- Born: Florence Dent Archibald McSkimming October 17, 1896 St. Louis, Missouri, U.S.
- Died: July 13, 1976 (aged 79)
- Education: Stanford University
- Occupation: Sportswriter
- Parent(s): George Francis McSkimming Mary Teresa McCann McSkimming

= Dent McSkimming =

American sportswriter (1896–1976)

Florence Dent Archibald McSkimming (October 17, 1896 – July 13, 1976) was an American sportswriter for several St. Louis newspapers. He was inducted into the National Soccer Hall of Fame in 1951.

McSkimming was born in St. Louis, Missouri to George Francis and Mary Teresa McCann McSkimming. Dent was the sixth of 10 children. He was named after Dent H. Robert and Florence D. White with whom his father worked at the St. Louis Post-Dispatch newspaper. He began his sportswriting career at the St. Louis Star in 1913 and switched to the St. Louis Post-Dispatch in 1922, where he worked until his retirement in 1961. He worked for a third St. Louis newspaper, the St. Louis Globe-Democrat as a police reporter.

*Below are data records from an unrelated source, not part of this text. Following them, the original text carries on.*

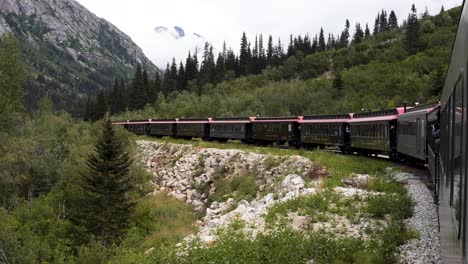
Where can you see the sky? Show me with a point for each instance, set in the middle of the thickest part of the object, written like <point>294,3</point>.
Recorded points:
<point>221,20</point>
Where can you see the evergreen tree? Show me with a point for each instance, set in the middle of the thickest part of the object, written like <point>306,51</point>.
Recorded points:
<point>367,31</point>
<point>270,50</point>
<point>376,24</point>
<point>413,32</point>
<point>168,82</point>
<point>262,63</point>
<point>207,68</point>
<point>173,87</point>
<point>138,94</point>
<point>290,50</point>
<point>392,20</point>
<point>321,45</point>
<point>338,84</point>
<point>181,82</point>
<point>358,34</point>
<point>438,82</point>
<point>106,188</point>
<point>101,106</point>
<point>11,81</point>
<point>146,86</point>
<point>245,56</point>
<point>315,44</point>
<point>220,68</point>
<point>383,21</point>
<point>345,35</point>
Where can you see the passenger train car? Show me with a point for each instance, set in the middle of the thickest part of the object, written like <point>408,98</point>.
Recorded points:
<point>435,135</point>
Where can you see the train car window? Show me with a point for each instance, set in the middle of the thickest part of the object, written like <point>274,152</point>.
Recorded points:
<point>458,157</point>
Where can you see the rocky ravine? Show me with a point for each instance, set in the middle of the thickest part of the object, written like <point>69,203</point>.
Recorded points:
<point>180,170</point>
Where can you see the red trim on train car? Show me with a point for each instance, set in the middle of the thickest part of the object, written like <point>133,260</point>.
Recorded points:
<point>321,121</point>
<point>298,119</point>
<point>371,119</point>
<point>231,122</point>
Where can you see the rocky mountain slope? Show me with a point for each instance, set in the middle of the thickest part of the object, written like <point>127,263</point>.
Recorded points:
<point>67,50</point>
<point>236,191</point>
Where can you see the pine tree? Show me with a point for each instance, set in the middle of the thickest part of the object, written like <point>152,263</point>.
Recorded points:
<point>220,68</point>
<point>358,34</point>
<point>438,82</point>
<point>146,86</point>
<point>321,45</point>
<point>207,68</point>
<point>270,51</point>
<point>262,63</point>
<point>315,44</point>
<point>245,56</point>
<point>344,40</point>
<point>11,81</point>
<point>101,107</point>
<point>413,32</point>
<point>392,20</point>
<point>181,82</point>
<point>168,82</point>
<point>338,84</point>
<point>157,87</point>
<point>376,24</point>
<point>383,21</point>
<point>367,31</point>
<point>106,186</point>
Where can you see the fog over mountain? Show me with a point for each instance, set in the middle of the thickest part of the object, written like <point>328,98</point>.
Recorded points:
<point>166,42</point>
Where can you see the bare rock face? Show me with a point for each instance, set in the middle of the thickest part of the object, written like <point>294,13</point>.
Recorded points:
<point>71,42</point>
<point>187,173</point>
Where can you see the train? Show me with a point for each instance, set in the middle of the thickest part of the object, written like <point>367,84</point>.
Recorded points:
<point>433,135</point>
<point>369,133</point>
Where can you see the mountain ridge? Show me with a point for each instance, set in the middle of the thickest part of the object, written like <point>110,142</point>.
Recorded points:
<point>67,50</point>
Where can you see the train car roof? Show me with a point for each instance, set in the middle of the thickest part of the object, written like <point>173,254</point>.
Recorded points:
<point>163,121</point>
<point>231,120</point>
<point>338,118</point>
<point>420,109</point>
<point>382,115</point>
<point>277,119</point>
<point>459,57</point>
<point>193,120</point>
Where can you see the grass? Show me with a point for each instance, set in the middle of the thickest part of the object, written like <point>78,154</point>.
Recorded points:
<point>166,220</point>
<point>284,245</point>
<point>348,164</point>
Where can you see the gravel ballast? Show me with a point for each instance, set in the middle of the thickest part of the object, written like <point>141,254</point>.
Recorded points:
<point>425,249</point>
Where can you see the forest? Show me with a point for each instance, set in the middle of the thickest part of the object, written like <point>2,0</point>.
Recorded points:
<point>391,65</point>
<point>49,202</point>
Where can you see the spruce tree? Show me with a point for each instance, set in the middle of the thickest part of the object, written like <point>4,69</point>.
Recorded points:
<point>244,56</point>
<point>358,34</point>
<point>338,84</point>
<point>344,39</point>
<point>321,45</point>
<point>392,20</point>
<point>270,50</point>
<point>367,31</point>
<point>181,83</point>
<point>11,81</point>
<point>106,188</point>
<point>138,95</point>
<point>383,21</point>
<point>413,32</point>
<point>376,24</point>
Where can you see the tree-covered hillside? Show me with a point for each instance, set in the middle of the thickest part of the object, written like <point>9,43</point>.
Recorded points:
<point>370,70</point>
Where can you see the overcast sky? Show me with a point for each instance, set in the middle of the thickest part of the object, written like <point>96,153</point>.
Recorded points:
<point>221,20</point>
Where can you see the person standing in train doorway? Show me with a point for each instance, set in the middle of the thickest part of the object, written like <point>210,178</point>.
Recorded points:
<point>393,138</point>
<point>347,137</point>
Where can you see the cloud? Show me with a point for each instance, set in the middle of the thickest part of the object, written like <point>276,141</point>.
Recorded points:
<point>221,20</point>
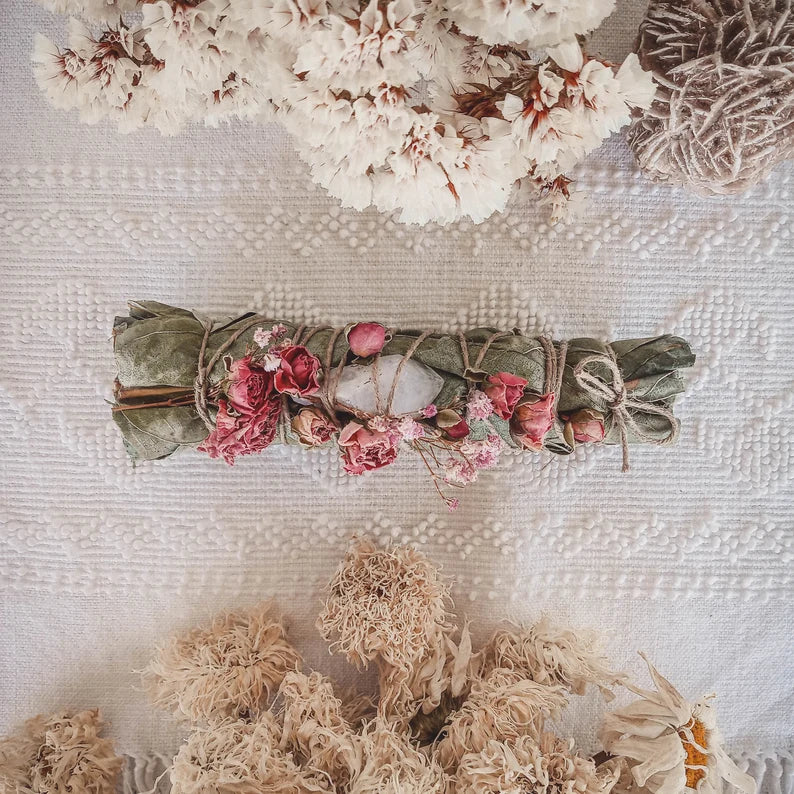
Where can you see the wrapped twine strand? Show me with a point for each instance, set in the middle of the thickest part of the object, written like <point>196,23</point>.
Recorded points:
<point>724,109</point>
<point>613,393</point>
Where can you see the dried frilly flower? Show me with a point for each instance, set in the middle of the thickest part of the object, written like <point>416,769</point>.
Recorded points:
<point>239,756</point>
<point>503,706</point>
<point>59,754</point>
<point>671,745</point>
<point>230,669</point>
<point>723,115</point>
<point>390,607</point>
<point>533,23</point>
<point>389,763</point>
<point>552,655</point>
<point>315,729</point>
<point>526,765</point>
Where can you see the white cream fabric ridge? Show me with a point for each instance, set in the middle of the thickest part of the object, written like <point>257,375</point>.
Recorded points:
<point>688,557</point>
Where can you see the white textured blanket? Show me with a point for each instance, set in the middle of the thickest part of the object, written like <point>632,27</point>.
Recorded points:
<point>689,556</point>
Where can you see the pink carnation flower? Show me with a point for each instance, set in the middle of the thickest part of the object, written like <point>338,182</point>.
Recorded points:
<point>504,390</point>
<point>478,406</point>
<point>363,450</point>
<point>240,434</point>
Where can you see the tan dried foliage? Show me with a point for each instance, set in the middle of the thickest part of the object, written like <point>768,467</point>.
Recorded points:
<point>59,754</point>
<point>230,669</point>
<point>550,654</point>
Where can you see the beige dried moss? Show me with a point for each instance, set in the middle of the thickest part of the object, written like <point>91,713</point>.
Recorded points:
<point>59,754</point>
<point>502,706</point>
<point>390,763</point>
<point>527,765</point>
<point>550,654</point>
<point>315,729</point>
<point>243,758</point>
<point>230,669</point>
<point>391,607</point>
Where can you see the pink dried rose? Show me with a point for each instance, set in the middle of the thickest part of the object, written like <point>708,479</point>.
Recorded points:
<point>587,426</point>
<point>478,406</point>
<point>313,427</point>
<point>452,423</point>
<point>504,390</point>
<point>532,419</point>
<point>298,371</point>
<point>248,386</point>
<point>366,339</point>
<point>242,434</point>
<point>363,450</point>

During World War I, Dent McSkimming served as a pharmacist's mate on a Navy gunboat. In 1931, he worked at an English-language newspaper in Mexico City. McSkimming attended Stanford University for one year. During World War II, he served as a Red Cross field representative in Puerto Rico and the Panama Canal Zone.

==1950 World Cup==
McSkimming was the only American journalist at the 1950 World Cup in Brazil, though he paid his own way to the event when his employer decided not to send him to cover it. He witnessed the United States' historic upset of England at that tournament describing it as "if Oxford University sent a baseball team over here and it beat the Yankees."

Dent McSkimming was played by Terry Kinney as the younger Dent McSkimming and Patrick Stewart as the older McSkimming in the 2005 movie The Game of Their Lives, which has been distributed in DVD under the title "Miracle Match."